La Primera Vez
La Primera Vez
La Primera Vez
Acaecía el mes de junio, el calor me azotaba, pero eso no me detuvo; es más, ni siquiera lo sentí
como era costumbre. Siempre odié el calor, el tórrido sol, las brizas calentísimas que se
manifiestan en este período… sin embargo, este no fue un momento más del año, mucho menos
de mi vida: fue el instante en el que vi por primera vez a mi novia, Natalia.

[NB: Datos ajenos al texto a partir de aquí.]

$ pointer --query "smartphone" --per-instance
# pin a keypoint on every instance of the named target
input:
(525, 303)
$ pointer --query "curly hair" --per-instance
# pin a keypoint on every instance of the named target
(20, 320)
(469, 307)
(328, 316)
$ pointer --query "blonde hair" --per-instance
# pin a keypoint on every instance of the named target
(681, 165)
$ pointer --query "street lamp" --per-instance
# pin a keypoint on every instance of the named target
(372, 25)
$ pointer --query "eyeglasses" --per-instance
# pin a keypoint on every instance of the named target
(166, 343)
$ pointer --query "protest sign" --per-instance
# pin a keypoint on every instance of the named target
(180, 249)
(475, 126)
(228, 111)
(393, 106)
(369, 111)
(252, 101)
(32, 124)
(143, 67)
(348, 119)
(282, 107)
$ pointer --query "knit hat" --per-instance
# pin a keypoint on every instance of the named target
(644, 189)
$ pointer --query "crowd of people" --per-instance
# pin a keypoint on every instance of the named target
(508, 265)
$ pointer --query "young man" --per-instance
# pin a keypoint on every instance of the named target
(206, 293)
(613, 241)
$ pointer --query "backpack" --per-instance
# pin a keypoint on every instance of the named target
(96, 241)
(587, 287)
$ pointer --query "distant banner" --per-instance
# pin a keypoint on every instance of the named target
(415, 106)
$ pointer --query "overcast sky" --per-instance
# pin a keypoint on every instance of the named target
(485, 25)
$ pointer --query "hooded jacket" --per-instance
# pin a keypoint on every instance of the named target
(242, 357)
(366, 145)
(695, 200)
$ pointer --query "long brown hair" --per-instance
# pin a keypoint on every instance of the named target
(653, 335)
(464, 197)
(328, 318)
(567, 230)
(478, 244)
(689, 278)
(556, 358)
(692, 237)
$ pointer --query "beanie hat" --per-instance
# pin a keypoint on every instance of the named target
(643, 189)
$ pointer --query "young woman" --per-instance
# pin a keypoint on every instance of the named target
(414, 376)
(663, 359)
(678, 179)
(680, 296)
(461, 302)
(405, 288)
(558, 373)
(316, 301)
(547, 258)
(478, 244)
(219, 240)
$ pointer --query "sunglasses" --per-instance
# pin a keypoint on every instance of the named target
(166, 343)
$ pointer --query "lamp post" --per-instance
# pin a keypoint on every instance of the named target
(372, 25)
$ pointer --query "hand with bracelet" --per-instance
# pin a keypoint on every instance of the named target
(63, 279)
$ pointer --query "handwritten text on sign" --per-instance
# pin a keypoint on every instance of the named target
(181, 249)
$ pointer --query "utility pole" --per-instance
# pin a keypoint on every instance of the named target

Decir «por primera vez», es en realidad falso ya que no vivíamos en la misma ciudad, pero la
había visto por videollamadas y fotos antes. Ese día llegué yo a su pueblo antes de lo esperado,
entonces me acerqué hacia donde estaba ella –solo tuve que caminar la calle abajo– cuando giró
por la esquina:
Se trataba de una mujer esbelta, mediría algo más que metro y medio, y tenía una figura
excepcional. Nati usa gafas, unas de color marrón oscuro y de una graduación que no le hacen
los ojos ni más pequeños ni más grandes; tiene una nariz casi respingada con un muy bonito
piercing dorado que la embellece. Sus ojos color café negro no representan ni un poco la
amargura de este, al contrario, son los más brillantes y que a la luz de la luna no tienen estrella
que los opaque. Su sonrisa al verme fue preciosa, demostraba emoción, sorpresa, algo de
incredulidad, amor… En aquel momento vestía un top verde musgo con unos vaqueros azules
que me dejaban ver lo majestuosas que son sus caderas. Nos fundimos en un abrazo casi eterno,
y sentí su calidez. Sus brazos recorrieron mi espalda y fue ese instante en el que sentí todas las
emociones que uno puede sentir hacia su amada. Allí todas las memorias y cada uno de los
estadios que mi ser conoció convergieron.
La única vez
Nati es la mejor persona que haya conocido nunca, cada gesto que hace, cada movimiento, cada
caricia, beso y expresión es sublime. Es una mujer con la que podés mantener una conversación
por horas y nunca se va a perder esa chispa, con la que podés ser vos mismo, con la que podés
reír, festejar, bailar, cantar, comer y hasta llorar de felicidad. Lo que siento por esta mujer es
imposible de medir, comparar o siquiera tocar: es abstracto, eterno, infinito… como el
mismísimo cosmos. Ella es ese tipo de persona con el corazón de oro, de esas que se extinguen
más rápido que el fuego y que son únicas como la existencia misma. Ella me es un regalo
divino, un flechazo onírico que atraviesa mi endocardio y percute de amor cada gota de sangre
que fluye por mi carne. Decir que ella es el amor de mi vida no tendría sentido alguno, lo que
siento por ella no es siquiera de este mundo, lo que siento por ella podría estar en la cima de la
jerarquía de ideas con la que Platón soñó alguna vez; lo que siento por Natalia podría tener más
peso que cualquier cuerpo celeste que merodea en algún lejano lugar de aquel desolado
espacio… más peso que el universo mismo.
La mejor parte es que una vez que te adentras, su ser es aún más vasto que el país de las
maravillas ideado por Carroll. Es una persona a la que nunca terminarás de conocer, siempre
tiene algo nuevo, alguna nueva con la que alegrarte el día. Es una persona espontánea como ella
sola, rimbombante y risueña. Cada día se asegura de hacerme el hombre más feliz del globo: «te
amé ayer menos que hoy y hoy te amo menos que mañana». No existe palabra, concepto o
sonido que pueda expresar lo que significa Natalia para mí. Cada vez que intentó expresarlo, las
lágrimas comienzan a caer, es la única forma de manifestarse que tiene este sentimiento…
inhumano. Un sentimiento que no puede ser entendido por mi condición imperfecta de simple
mortal. Un sentimiento que nunca nadie más va a poder sentir por nadie nunca, un amor de talla
ecuménica que nunca podría pasearse por la razón condenadamente lógica de un sapiens.